Indeed, the harvested stem cells from the leftover umbilical cord could provide the cure for the yet-diagnosed disease which your child — or someone else — may face in the next 100 years. The cord blood is sent to a bank where they freeze and store for it future use for a low monthly storage fee (plus shipping and handling). The catch is that you don’t actually bank it for yourself. It goes into a pool, in the same way that your ordinary donated blood goes to a blood bank — you don’t necessarily receive back your own donation should you ever need an infusion. I also didn’t catch the fine print about stored stem cells not necessarily working so well on the original donor. “Some experts are concerned that an ill baby who receives his or her own stem cells during a transplant would be prone to a repeat of the same disease,” the brochure explains.

While the Pitocin dripped into my IV, I tried to read the various literature about this issue. Mind you, my brain was getting blurry with each passing minute, so the message was getting all jumbled in my head. So, simply put, here’s what I understood:

1. I can have someone grab my umbilical cord immediately after giving birth and pay them to freeze and store it for me for years and years “just in case” and pay thousands of dollars for this service.

2. I can grab the cord myself after giving birth and put it in my own freezer back at home. I can whip it out when I need it and use it at that time.

Easy — I’ll go with door #2!

But the more I thought about this option, the more I was reminded of my episode with the top tier of my wedding cake. We had every intention of storing it until our first anniversary, at which time we could celebrate by eating that small cake. The sad reality, though, was that we moved twice during the first year of our marriage, so the cake thawed and refroze so many times that, by the time we reached our one-year anniversary, it was frost-bitten, dried out, and inedible.

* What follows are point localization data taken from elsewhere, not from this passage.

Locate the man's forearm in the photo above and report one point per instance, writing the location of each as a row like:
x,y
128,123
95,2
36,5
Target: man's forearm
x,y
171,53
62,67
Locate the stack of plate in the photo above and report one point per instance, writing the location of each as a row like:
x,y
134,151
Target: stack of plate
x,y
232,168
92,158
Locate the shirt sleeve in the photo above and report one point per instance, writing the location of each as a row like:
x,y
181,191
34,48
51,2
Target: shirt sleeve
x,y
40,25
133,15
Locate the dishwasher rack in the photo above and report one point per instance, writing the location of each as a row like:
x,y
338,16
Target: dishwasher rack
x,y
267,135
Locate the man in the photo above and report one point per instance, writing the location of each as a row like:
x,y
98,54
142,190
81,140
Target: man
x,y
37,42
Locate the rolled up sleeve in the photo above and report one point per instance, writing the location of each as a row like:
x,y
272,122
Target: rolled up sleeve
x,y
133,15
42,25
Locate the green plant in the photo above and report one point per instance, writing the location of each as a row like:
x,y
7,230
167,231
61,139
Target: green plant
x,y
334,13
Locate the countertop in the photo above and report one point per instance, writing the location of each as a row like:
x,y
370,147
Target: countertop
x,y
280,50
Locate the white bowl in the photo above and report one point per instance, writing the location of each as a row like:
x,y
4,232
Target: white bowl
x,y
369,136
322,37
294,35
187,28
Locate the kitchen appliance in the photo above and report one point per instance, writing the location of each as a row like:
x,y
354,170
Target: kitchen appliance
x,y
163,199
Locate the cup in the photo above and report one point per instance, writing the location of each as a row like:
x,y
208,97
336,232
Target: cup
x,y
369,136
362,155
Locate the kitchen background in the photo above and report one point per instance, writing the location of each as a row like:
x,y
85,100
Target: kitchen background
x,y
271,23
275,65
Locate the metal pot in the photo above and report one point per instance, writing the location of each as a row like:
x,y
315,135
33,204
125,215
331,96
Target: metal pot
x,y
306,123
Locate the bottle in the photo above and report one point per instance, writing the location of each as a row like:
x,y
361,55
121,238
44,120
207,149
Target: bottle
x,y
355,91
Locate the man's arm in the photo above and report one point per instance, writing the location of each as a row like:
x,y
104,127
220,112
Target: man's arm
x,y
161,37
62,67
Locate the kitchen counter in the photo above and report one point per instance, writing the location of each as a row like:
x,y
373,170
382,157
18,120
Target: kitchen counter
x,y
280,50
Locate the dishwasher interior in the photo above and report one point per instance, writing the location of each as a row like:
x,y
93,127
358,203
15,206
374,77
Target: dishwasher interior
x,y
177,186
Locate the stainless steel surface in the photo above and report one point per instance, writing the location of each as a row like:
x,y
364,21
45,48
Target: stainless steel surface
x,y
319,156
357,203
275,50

I imagined that same disappointed looks on our faces when, in a dozen or so years, we stand ready with our newly-purchased portable centrifugal machine from Sharper Image in our kitchen ready to harvest our own stem cells, only to pull out a frost-bitten, mummified, and useless umbilical cord. What will we do then?

Before I could come to a conclusion about this dilemma, however, the timing window had passed. We were too busy celebrating the birth of our newborn and didn’t revisit this issue until we were about to be discharged. Oh yeah–stem cells!

“Ummm, about that umbilical cord,” I mentioned to the nurse. “Can I still have it? I have an empty Chinese takeout box to put it in.” Too late — medically disposed of by the staff.

A missed opportunity.  Have I doomed our children’s health forever?  Major parent fail?

Did you also miss the opportunity or did you grab it?  Does anyone actually still have the cord blood banked somewhere?  Go ahead — make me feel bad about myself.  Or good.